~Princess Shadow~
I couldn't believe he had just done that! In all of my life the only time Garrett had punched a man in front of me was when he was drunk, and even then, he hadn't punched him that hard.
"Garrett!" I yelled, jumping up and going to Marroe, who was hunched over. One hand went to his back, and the other was turning his head so I could see how much damage Garrett had done. His lip was busted, and his nose was bleeding. I felt the tears weld as I looked up at my brother, a look that seemed to ask "Why?" for me. He could tell he had hurt me just as much as he hurt Marroe, that was clear in his eyes, but he was still angry as Naela tried to keep him back. Maybe Garrett didn' get it. I loved Marroe, and if he didn't see that he loved me just as much, maybe he should open his eyes. Yes, I was 16 and carrying, but that didn't matter. As long as Marroe was there to help me each step at a time, and he would pick me up when I fell, I didn't care if I would grow ten times my size, it didn't bother me that it would hurt more than it did now.

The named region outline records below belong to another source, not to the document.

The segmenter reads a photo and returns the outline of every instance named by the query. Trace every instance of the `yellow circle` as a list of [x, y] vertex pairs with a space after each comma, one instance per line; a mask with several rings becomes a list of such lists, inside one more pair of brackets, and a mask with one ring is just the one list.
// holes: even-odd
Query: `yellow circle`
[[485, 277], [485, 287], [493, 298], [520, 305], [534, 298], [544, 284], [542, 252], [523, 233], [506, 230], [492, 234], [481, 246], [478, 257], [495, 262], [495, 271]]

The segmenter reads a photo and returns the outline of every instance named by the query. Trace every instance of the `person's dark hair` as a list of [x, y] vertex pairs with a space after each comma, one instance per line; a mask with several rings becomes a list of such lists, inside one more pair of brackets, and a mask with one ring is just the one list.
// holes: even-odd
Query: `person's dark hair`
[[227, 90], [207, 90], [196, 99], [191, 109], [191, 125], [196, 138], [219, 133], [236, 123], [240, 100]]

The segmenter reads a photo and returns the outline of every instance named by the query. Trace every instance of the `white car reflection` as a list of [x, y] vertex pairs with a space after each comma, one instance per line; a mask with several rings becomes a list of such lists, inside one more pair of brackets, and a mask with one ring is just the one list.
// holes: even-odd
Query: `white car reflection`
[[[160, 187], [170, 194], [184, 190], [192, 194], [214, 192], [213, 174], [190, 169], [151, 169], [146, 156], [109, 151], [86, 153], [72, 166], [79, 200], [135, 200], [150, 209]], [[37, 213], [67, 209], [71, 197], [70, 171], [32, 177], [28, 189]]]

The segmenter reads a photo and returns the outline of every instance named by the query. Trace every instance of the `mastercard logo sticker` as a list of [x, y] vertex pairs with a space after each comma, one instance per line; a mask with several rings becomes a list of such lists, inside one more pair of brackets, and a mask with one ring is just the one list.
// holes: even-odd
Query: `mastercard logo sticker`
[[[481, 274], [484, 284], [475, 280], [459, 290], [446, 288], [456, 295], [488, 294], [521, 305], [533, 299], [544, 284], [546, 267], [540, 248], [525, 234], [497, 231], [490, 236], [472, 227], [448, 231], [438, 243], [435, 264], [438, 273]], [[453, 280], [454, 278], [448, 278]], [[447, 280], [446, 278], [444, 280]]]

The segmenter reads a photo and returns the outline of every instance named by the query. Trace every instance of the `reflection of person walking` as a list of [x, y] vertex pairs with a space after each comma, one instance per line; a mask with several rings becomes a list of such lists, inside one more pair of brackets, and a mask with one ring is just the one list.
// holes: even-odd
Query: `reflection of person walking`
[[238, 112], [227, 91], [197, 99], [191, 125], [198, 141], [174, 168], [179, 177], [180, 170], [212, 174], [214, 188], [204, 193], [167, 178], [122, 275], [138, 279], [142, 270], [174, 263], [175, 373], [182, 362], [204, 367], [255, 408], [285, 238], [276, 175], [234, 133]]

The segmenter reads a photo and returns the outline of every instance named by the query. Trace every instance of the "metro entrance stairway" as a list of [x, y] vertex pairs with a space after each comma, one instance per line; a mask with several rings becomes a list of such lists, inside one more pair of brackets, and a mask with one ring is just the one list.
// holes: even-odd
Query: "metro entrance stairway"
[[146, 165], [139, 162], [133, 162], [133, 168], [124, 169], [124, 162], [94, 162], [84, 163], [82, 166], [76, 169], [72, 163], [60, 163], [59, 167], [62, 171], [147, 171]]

I stared at Garrett, wanting to slap him for hurting my love.
"What were you thinking?" I asked voice a whisper that trembled as I stood up, still next to Marroe. I dared my brother to come hit him again. I dared him to try to hurt him again. I dared him to hit me. If he knew better--hell, if he knew me--and if he wanted to keep his arm, he wouldn't even come close to us again. "Are you crazy?" I asked, voice rising with anger, but still saking with my greif. "Answer me!" I yelled at him, coming closer. Naela looked at me with a look that told me to back away. "What the hell got into you, Garrett?! Are you just asking to die? At my hand, not his." I said, pointing at Marroe. I was going hysterical, I relised as a smile spread across my face ad tears pured over again.
I went back to Marroe, wrapping my arms around him and ignoring my stomach. I could only hope Garrett felt guilty--that would be the best thing for him now. Or, even better, if he left. I could never wish my brother dead--even after this--but leaving would be another story.
I closed my eyes, still holding Marroe and crying. "Why?" was the only thing I could ask--both to myself and to Garrett, who had been quiet, glaring at me--us. Why? I asked myself again. Why had I fallen in love? Why had I been foolish? Why had I been the one to insist? Why didn't I just hit Garrett when I had the chance? Why hadn't I ran away in the forest when I first say Marroe? I couldn't regret the last one, because I would never have been this happy in my life without him. But all I could wonder was why?